You'll forgive Alaskans if the name doesn't ring a bell. Vickers moved to Alaska full-time only in January. From Florida.
On Thursday, the Anchorage Daily News ran a profile of him under the headline, "Who is the mysterious Vic Vickers?"
Old-time Florida political junkies may remember Raymond "Vic" Vickers. Back in the early 1980s, Vickers carried the whiff of political controversy himself.
Back then, Vickers served as then Florida Comptroller Gerald A. Lewis' deputy. Yellowed newspaper clips note that Vickers was once accused of strong-arming campaign contributions for Lewis from people with business before the comptroller's office. Vickers and Lewis vehemently denied the allegations, and no charges were ever filed.
The allegations were false, Vickers said this week from his home in Alaska, trumped up by a political opponent during a Lewis re-election campaign.
Later, Vickers went into private law practice, representing applicants for state bank charters. A grand jury later looked into complaints that Vickers used influence with the Comptroller's Office to rack up hefty fees from bank clients. The charges were fueled in part by Lewis, with whom Vickers had a bitter falling-out. Nothing ever came of that investigation either.
The allegations were absurd, Vickers said. "Any allegations against me back then were bogus, and time has proven that."

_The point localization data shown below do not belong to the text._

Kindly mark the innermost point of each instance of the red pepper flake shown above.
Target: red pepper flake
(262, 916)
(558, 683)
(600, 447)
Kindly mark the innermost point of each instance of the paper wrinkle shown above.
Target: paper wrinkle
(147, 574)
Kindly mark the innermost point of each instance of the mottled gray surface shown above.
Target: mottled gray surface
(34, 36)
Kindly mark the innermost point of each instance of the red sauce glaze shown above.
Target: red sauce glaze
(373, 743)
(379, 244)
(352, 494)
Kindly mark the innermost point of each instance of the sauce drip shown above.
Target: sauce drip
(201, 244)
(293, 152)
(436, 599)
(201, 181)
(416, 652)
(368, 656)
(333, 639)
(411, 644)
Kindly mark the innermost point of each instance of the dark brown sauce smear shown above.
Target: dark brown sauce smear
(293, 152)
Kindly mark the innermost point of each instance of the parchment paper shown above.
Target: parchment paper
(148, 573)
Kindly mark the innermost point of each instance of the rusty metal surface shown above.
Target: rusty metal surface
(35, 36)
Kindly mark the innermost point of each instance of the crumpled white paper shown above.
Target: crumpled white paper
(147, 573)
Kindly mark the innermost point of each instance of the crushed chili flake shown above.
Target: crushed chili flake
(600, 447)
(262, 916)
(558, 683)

Vickers blames Lewis for trying to deflect attention from an investigation of himself, which also ended without any charges.
Jim Minter, who ran Cabinet affairs for Lewis for a year, laughed when he heard of Vickers' current run at the Senate. Minter remembers Vickers was "kind of a cowboy," a bulldozer who would "flat run over people."
"He doesn't seem to have lost any of his brash approach to life," Minter said.
Former state legislator Curt Kiser, who has known Vickers for more than three decades, said while there was certainly a cloud over Lewis' entire office, he believes the accusations against Vickers were politically motivated and untrue.
Kiser described Vickers as a forceful political figure "who may not always be right; but he's never in doubt."
Vickers said he began unwinding his law practice — which once included more than 100 banks and financial institutions as clients — in the late 1980s. He owns a maritime company in South Florida. He got a doctorate in economic history at Florida State University and wrote two books about banking scandals in Florida and Chicago. And he has occasionally thrown small amounts of money at candidates on both sides of the aisle.
But after tangling with Lewis, and supporting an opponent who would eventually unseat Lewis, Vickers largely dropped off the political radar.
Vickers' history in Alaska actually dates back 38 years when the recent college graduate hitchhiked to Alaska and fell into a job as an aide to George F. Boney, then chief justice of the Alaska Supreme Court (Boney was the brother of Vickers' high school football coach). Vickers said Boney became a mentor to him and encouraged him to go to law school.
Vickers said he has made yearly trips to Alaska ever since but moved the family there full-time in January while researching a book on the history of the gas and oil industry.
Vickers said his outrage over oil company exploitation of Alaska and Stevens' indictment persuaded him to jump into the race. Stevens was indicted last week on corruption charges after investigators say he failed to report more than $250,000 in gifts from an oil company, including labor and construction materials for a home.
Vickers changed his party affiliation from Democratic to Republican when he moved to Alaska but truth be told, he said, he's disgusted with both parties.
The primary is on Aug. 26. It's hard to tell whether Vickers is a novelty candidate or a serious contender, but he is sinking $750,000 of his own money into his campaign. And it never hurts when your opponent is under federal indictment.